Una cosa è certa: il centrodestra vincerà le prossime elezioni politiche. Meno certa, invece, è la portata della vittoria. In proposito, ritengo che i dieci punti di vantaggio che i sondaggi assegnano al centrodestra siano eccessivi. Prudentemente, ne possiamo dare cinque o sei di punti, sufficienti per una larga affermazione. Infatti, è plausibile che Fratelli d’Italia giungerà al 15 o 16 per cento, ma anche che i pentastellati, da soli, possano superare il 10 per cento, mentre Carlo Calenda potrebbe pagare caro il suo errore nell’essersi alleato (inizialmente) con Enrico Letta e Forza Italia, pur risollevata da un impegno elettorale personale di Silvio Berlusconi, difficilmente potrà superare il dodici o tredici per cento.

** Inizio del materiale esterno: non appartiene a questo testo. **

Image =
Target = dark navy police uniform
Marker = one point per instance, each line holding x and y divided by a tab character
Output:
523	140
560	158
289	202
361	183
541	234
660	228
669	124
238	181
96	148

Detto questo, va notato come oggi il vero problema per il centrodestra non sia vincere le elezioni, ma riuscire a governare dopo aver ottenuto il successo. Intendo dire che a parte la Lega, la quale gode di un personale politico avvezzo almeno ad amministrare le Regioni, Forza Italia e Fratelli d’Italia non sembrano possederne uno all’altezza per formare un Governo nazionale autorevole. Per ciò che riguarda Forza Italia, basti considerare come essa abbia mandato, nell’Esecutivo presieduto da Mario Draghi, Mariastella Gelmini e Mara Carfagna, vale a dire due esponenti politici di assai modesta caratura e tali da non far rimpiangere Luigi Di Maio quale ministro degli Esteri: segno, questo, che non ne aveva di migliori. E, d’altra parte, Forza Italia nel corso degli anni ha subito l’uscita di scena dei suoi elementi più significativi: si pensi a Giuliano Urbani, Antonio Martino, Vittorio Mathieu.

Fratelli d’Italia, invece, a parte Ignazio La Russa, Lucio Malan e la stessa Giorgia Meloni, non pare avere nessuno. Ma a ciò si potrà ovviare ricorrendo a personalità politiche – come si dice – “di area”, vale a dire non formalmente iscritte al partito ma idealmente vicine. Tuttavia, il vero problema è un altro. È che dopo oltre un decennio di astinenza governativa – considerando l’Esecutivo Draghi quale Governo di unità nazionale estraneo a queste logiche – i desideri e le attese di coloro che finora sono stati esclusi appaiono emergere in modo prepotente, mettendo in pericolo la sana gestione del Governo nazionale. In altre parole, la Meloni dovrà essere così brava da arginare le logiche della rivendicazione personale o di corrente dei tre partiti di centrodestra nell’accaparramento delle poltrone, facendo prevalere quelle di una sana ed efficiente capacità di Governo.

Il pericolo che qui segnalo non è puramente ipotetico. Basti vedere quanto da mesi accade in Sicilia in ordine alle elezioni regionali. Gianfranco Miccichè, insoddisfatto della gestione di Nello Musumeci perché si è sentito escluso da molte scelte strategiche, lo vuole escludere a favore di Stefania Prestigiacomo: e il bello è che pare aver convinto anche Berlusconi. Da qui polemiche a non finire, interviste, riunioni, vertici e controvertici, un balletto politicamente osceno e incomprensibile. Particolare non trascurabile: Miccichè si guarda bene dal censurare Musumeci nel merito di questa o di quella decisione, limitandosi a lamentare uno scarso coinvolgimento. Come dire: non so se hai fatto bene o male ma adesso basta. Ora è il mio turno di occupare la poltrona di presidente regionale tramite una mia affiliata politica, quale la Prestigiacomo.

Se queste dinamiche, che nulla hanno a che fare con la politica, si ripeteranno in sede nazionale, assegno al Governo un anno e mezzo di vita, al massimo due. Sergio Mattarella è già pronto per un nuovo scioglimento anticipato: manca solo la data.